Belajar dari kisah hidup Rasulullah SAW dalam membangun keluarganya, ada banyak pelajaran yang bisa menjawab pertanyaan saya dalam mewujudkan keluarga ceria tersebut.

Pelajaran pertama  adalah kuatnya visi beliau dalam menjalankan pernikahan. Hal inilah yang mempengaruhi beliau dalam memilih pasangan untuk bersama-sama mencapai visi tersebut.

Visi beliau yang utama adalah visi untuk mencapai kebahagiaan di dunia dan akhirat. Visi inilah yang dibawa oleh beliau ketika menikah dengan Khadijah, seorang wanita yang matang dan sangat memahami kebutuhan suaminya.

Khadijah pula yang sangat mendukung beliau di hari-hari pertama diangkatnya beliau sebagai Rasul. Rasulullah sangat bahagia bersama ibunda Khadijah saat itu.

Visi berikutnya adalah mendakwahkan Islam ke seluruh umat manusia.
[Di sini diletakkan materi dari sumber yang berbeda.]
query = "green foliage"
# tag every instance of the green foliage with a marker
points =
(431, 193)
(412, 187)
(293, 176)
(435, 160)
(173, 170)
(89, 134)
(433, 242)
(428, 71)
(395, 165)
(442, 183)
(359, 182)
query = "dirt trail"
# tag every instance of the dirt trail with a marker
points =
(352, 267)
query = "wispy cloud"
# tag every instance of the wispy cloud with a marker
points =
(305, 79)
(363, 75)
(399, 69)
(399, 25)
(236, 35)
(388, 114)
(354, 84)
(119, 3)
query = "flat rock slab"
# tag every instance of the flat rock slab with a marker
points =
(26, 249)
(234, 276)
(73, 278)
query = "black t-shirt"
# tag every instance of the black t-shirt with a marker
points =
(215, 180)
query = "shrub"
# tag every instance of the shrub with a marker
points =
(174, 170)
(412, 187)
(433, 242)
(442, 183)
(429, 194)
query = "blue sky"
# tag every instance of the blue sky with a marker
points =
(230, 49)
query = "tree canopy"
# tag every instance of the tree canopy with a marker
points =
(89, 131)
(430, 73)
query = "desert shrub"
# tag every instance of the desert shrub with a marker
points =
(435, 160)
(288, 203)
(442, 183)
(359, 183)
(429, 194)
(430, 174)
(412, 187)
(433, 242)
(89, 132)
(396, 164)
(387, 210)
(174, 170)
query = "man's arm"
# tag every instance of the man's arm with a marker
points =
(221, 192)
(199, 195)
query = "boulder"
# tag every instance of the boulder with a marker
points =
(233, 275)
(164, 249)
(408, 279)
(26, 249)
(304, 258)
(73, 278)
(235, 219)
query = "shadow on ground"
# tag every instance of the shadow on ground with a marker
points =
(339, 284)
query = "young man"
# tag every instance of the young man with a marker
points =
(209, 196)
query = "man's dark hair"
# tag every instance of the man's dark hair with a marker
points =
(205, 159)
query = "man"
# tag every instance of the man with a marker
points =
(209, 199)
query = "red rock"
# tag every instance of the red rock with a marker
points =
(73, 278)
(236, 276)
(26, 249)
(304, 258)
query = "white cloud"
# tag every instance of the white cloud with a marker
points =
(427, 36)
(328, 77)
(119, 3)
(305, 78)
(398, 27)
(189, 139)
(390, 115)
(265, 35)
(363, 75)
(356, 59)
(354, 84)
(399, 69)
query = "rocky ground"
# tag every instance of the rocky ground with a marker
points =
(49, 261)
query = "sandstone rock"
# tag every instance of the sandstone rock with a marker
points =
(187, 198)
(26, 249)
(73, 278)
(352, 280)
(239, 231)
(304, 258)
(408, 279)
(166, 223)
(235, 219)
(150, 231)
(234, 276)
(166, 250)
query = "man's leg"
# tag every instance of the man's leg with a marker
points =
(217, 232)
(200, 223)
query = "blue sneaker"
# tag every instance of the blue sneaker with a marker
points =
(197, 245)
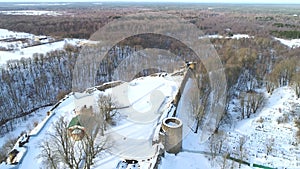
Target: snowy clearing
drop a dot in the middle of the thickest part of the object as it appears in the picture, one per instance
(235, 36)
(292, 43)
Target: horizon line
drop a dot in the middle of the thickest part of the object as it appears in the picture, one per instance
(157, 1)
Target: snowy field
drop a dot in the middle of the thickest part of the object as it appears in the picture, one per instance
(25, 125)
(293, 43)
(263, 128)
(132, 139)
(235, 36)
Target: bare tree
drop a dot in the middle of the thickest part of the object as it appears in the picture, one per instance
(216, 143)
(250, 103)
(59, 149)
(107, 110)
(269, 145)
(242, 142)
(198, 102)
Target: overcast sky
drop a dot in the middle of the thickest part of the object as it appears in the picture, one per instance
(203, 1)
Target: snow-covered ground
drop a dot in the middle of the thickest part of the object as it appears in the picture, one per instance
(25, 124)
(274, 125)
(292, 43)
(147, 98)
(235, 36)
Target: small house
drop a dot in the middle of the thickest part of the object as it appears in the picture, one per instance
(75, 129)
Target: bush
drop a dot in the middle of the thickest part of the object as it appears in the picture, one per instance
(6, 148)
(260, 120)
(35, 124)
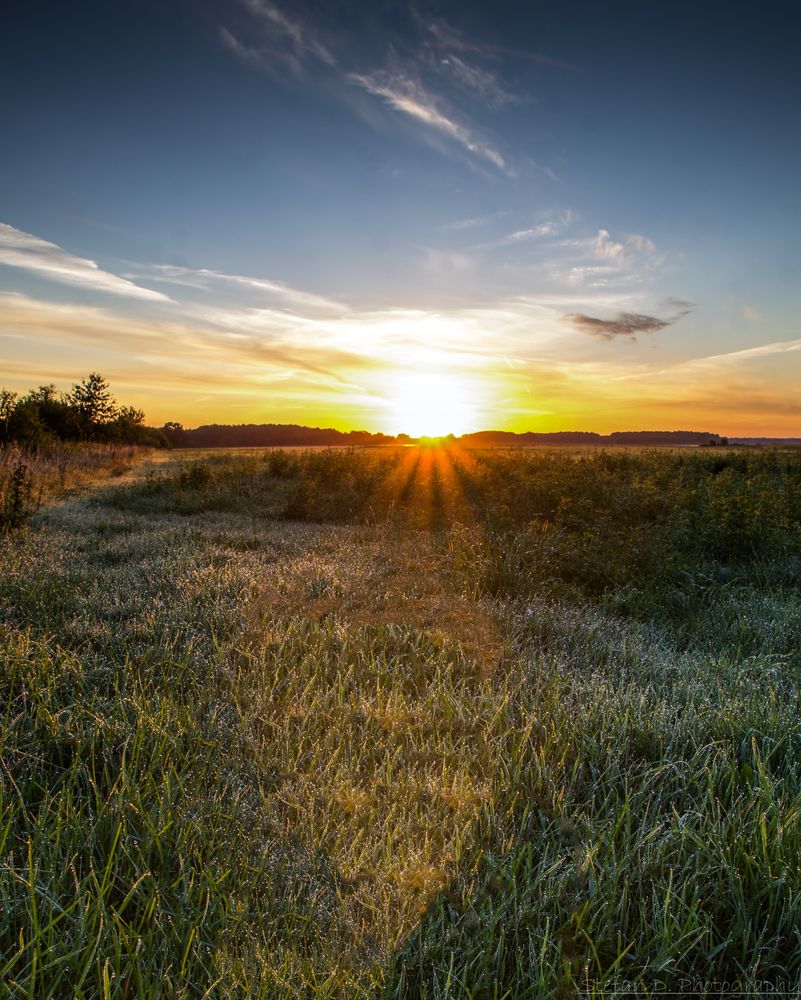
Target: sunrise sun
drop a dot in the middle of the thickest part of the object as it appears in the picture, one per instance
(431, 404)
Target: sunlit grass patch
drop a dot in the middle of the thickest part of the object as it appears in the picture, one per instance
(491, 751)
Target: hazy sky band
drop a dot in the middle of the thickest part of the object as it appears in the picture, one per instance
(249, 211)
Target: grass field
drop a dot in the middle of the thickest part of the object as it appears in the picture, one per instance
(406, 723)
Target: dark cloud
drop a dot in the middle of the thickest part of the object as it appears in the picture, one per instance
(628, 325)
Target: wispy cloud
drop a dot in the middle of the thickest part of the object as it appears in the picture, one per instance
(49, 260)
(476, 80)
(627, 325)
(411, 98)
(203, 278)
(279, 40)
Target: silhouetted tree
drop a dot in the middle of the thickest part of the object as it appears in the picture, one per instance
(93, 402)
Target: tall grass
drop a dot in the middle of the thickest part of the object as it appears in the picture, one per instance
(264, 736)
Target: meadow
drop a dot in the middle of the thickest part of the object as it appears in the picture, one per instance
(406, 723)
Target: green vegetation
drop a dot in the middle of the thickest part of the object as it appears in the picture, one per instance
(411, 723)
(44, 418)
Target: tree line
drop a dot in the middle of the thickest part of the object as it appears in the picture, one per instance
(44, 417)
Visi inilah yang dibawa beliau ketika menikahi isteri-isterinya sesudah ibunda Khadijah.

Dengan visi yang kuat inilah yang membuat beliau mampu melewati berbagai rintangan yang dilaluinya dalam berumah tangga. Bahkan ujian-ujian beliau dalam mensyiarkan Islam, seperti peperangan, dan juga fitnah-fitnah yang disebarkan oleh musuh-musuh Islam saat itu, tidak mampu menggoyang biduk rumah tangga beliau.

Pelajaran kedua adalah pemahaman beliau dalam memenuhi  kebutuhan para isterinya. Kebutuhan yang mendasar dari seorang isteri adalah mendapatkan perhatian penuh dari suaminya.

Perlakuan Beliau yang lembut kepada isteri-isterinya membuat semua isteri-isterinya merasa berbahagia menjadi isteri beliau. Begitu pun kesediaan beliau memenuhi kebutuhannya sendiri bila dilihatnya sang isteri sedang sibuk melakukan suatu pekerjaan. Dalam satu riwayat, Beliau senang membantu keluarganya dalam urusan rumah tangga di antara kesibukannya sebagai pemimpin ummat.

Pelajaran ketiga adalah betapa hebatnya pola komunikasi yang dijalankan oleh Rasulullah kepada seluruh anggota keluarganya. Betapa lembutnya beliau berbicara kepada isteri-isterinya. Betapa lembutnya beliau kepada Fatimah anaknya dan juga cucu-cucunya.

Tidak ada sekat yang sengaja dipasang oleh beliau yang membuat anggota keluarganya enggan mengungkapkan apa yang ada di dalam hatinya. Semuanya menghormati beliau, tetapi tidak takut kepadanya.

Rasulullah juga mampu meredam api cemburu yang sering ada di hati para isterinya. Beliau mampu mengarahkan rasa cemburu itu ke arah yang lebih positif. Mengarahkannya untuk mencari cinta yang lebih tinggi lagi, yaitu keridhaan Allah SWT.

Betapa indahnya bila kita bisa bercermin dari Rasulullah dalam menjalankan rumah tangganya. Semoga Allah selalu menunjukkan jalan kepada kita dalam mewujudkannya. Amien.